Malgré une certaine prudence, les perspectives de développement du sud de la ville devraient amorcer la reprise.
DEUX EXPERTS LOCAUX VOUS DONNENT LEUR DÉCRYPTAGE
Les temps changent… longtemps considéré comme un secteur plus industriel et populaire que la rive droite, le sud de la Seine n’est plus le parent pauvre de l’urbanisation rouennaise. Le Grand Projet de Ville de Rouen rééquilibre la donne, les nouvelles réalisations changent spectaculairement la physionomie de la rive gauche, aujourd’hui axe prioritaire du développement rouennais. L’Insa, la plus grande école d’ingénieurs de Normandie, a ouvert ses portes à Saint-Étienne du Rouvray, à l’automne 2009. La médiathèque et la nouvelle cité judiciaire seront inaugurées cette année. La perspective de la nouvelle gare, à l’horizon 2020, renforce l’attractivité d’un secteur qui offre de belles possibilités.
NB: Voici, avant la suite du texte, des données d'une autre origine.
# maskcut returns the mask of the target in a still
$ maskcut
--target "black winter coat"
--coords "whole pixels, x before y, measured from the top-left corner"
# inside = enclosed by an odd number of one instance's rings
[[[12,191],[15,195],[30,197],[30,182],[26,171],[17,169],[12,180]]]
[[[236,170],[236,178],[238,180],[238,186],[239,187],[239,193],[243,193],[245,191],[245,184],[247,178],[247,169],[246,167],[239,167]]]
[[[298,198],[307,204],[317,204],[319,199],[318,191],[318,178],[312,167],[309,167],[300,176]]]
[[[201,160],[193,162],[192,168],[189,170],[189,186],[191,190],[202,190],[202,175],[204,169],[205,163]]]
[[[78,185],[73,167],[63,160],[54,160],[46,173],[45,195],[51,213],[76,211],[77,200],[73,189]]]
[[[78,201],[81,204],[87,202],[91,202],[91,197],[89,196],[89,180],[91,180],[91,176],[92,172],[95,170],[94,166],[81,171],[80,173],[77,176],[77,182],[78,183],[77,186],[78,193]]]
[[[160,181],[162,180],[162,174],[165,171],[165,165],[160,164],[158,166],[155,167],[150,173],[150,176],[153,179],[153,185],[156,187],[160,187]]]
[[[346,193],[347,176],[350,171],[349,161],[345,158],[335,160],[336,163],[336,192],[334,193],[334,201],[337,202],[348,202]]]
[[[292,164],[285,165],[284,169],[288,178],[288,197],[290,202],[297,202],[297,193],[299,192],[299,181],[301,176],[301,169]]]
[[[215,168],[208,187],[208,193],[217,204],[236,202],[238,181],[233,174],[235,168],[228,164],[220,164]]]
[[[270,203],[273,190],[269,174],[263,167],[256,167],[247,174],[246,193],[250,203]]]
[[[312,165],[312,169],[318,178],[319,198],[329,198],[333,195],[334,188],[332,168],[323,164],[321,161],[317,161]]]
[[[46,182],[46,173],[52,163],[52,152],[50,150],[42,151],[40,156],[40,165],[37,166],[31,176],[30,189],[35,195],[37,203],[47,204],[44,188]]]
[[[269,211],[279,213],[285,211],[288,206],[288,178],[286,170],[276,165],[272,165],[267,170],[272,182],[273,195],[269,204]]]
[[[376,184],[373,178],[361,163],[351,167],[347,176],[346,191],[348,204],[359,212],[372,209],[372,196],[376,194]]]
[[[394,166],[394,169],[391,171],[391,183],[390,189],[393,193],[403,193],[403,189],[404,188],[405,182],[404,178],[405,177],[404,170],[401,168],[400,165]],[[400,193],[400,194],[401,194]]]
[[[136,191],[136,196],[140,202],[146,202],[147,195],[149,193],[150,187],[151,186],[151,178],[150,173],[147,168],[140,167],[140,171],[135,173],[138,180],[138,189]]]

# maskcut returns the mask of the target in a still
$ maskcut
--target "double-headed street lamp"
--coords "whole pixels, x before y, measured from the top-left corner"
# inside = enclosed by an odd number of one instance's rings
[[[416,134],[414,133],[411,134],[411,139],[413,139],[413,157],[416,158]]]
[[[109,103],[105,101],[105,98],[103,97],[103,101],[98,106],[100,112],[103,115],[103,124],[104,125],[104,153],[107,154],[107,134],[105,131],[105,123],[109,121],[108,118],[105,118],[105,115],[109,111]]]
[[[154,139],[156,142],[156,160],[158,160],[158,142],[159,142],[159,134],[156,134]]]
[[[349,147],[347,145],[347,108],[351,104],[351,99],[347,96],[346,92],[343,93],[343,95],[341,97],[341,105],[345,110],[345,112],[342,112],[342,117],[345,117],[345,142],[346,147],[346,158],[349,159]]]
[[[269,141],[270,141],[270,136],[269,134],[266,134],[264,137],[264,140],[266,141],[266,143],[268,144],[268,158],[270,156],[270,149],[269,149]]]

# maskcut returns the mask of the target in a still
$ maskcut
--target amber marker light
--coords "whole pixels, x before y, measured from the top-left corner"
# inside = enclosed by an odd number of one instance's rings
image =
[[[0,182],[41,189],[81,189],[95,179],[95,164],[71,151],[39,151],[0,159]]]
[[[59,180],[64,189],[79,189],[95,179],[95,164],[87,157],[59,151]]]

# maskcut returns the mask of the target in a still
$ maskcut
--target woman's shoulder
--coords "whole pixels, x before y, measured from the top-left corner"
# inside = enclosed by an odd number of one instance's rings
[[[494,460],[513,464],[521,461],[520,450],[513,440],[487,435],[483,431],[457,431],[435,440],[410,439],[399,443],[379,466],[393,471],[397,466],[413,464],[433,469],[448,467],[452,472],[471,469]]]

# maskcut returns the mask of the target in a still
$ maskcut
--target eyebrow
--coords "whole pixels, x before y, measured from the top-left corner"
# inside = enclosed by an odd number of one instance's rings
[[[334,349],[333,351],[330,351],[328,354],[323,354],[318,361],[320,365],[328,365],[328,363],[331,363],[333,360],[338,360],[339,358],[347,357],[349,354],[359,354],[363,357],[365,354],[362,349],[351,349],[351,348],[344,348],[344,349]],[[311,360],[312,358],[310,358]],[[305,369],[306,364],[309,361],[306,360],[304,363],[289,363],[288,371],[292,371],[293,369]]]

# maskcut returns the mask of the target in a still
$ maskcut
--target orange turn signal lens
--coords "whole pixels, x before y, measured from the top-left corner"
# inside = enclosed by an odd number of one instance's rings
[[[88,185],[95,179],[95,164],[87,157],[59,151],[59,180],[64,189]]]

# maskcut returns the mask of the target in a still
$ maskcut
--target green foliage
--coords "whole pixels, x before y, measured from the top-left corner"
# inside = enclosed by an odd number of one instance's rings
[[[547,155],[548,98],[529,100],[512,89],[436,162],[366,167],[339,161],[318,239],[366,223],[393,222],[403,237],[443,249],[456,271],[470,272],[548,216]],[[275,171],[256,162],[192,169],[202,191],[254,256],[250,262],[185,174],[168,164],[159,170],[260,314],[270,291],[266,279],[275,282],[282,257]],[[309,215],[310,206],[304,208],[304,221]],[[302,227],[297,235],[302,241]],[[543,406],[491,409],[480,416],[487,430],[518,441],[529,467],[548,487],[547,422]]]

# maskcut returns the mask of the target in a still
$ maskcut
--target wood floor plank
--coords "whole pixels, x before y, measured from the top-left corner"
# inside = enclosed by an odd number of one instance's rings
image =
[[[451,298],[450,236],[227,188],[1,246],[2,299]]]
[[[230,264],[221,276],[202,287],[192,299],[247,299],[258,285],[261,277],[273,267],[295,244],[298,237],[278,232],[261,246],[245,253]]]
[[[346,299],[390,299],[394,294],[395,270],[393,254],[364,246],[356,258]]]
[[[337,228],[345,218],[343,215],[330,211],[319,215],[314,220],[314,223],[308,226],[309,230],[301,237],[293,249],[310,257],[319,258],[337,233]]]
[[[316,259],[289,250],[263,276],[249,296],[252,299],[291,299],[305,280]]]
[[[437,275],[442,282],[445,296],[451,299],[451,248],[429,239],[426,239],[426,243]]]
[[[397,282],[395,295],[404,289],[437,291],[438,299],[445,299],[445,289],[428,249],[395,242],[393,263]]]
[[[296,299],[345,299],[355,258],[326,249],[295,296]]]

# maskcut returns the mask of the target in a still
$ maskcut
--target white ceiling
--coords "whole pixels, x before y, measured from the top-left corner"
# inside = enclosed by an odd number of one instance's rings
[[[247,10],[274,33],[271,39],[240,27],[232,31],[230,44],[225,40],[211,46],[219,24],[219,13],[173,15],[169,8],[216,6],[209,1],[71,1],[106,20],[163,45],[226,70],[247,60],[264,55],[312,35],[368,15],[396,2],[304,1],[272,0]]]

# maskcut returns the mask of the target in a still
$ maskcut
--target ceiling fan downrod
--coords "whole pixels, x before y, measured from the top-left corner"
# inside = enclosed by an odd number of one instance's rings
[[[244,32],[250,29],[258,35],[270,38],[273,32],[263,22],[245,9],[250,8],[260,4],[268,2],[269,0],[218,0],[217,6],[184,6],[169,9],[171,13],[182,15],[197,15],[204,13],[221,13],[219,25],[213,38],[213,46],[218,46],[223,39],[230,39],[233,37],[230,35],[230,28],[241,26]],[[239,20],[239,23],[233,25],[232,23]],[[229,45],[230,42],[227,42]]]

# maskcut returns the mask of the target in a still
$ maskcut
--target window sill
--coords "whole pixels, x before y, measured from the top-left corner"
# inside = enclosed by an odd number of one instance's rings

La demande – essentiellement des maisons - est de plus en plus importante. Rouen rive gauche est bien desservi par les transports en commun, et sans problème de stationnement. Développement du technopôle du Madrillet, cité judiciaire, nouvelle gare… et aussi futur axe nord-sud, de Barentin à Elbœuf : les perspectives sont intéressantes. Aujourd’hui, la demande est recentrée entre 150 000 et 200 000 €. Les primo-accédants sont majoritaires. En-deçà de cette fourchette, on trouve des petites maisons de ville ou des appartements : le plus fort du marché. Les locations pour étudiants intéressent les investisseurs. Dans la tranche 150 000-230 000 €, on a des maisons individuelles de 3 chambres et jardin, vers Saint-Étienne du Rouvray, Sotteville ou le Petit Quevilly. Au-delà de 250 000 €, on trouve des maisons de 150 m2, avec 4 chambres et 500 m2 de jardin. Et nous voyons arriver de plus en plus de Franciliens.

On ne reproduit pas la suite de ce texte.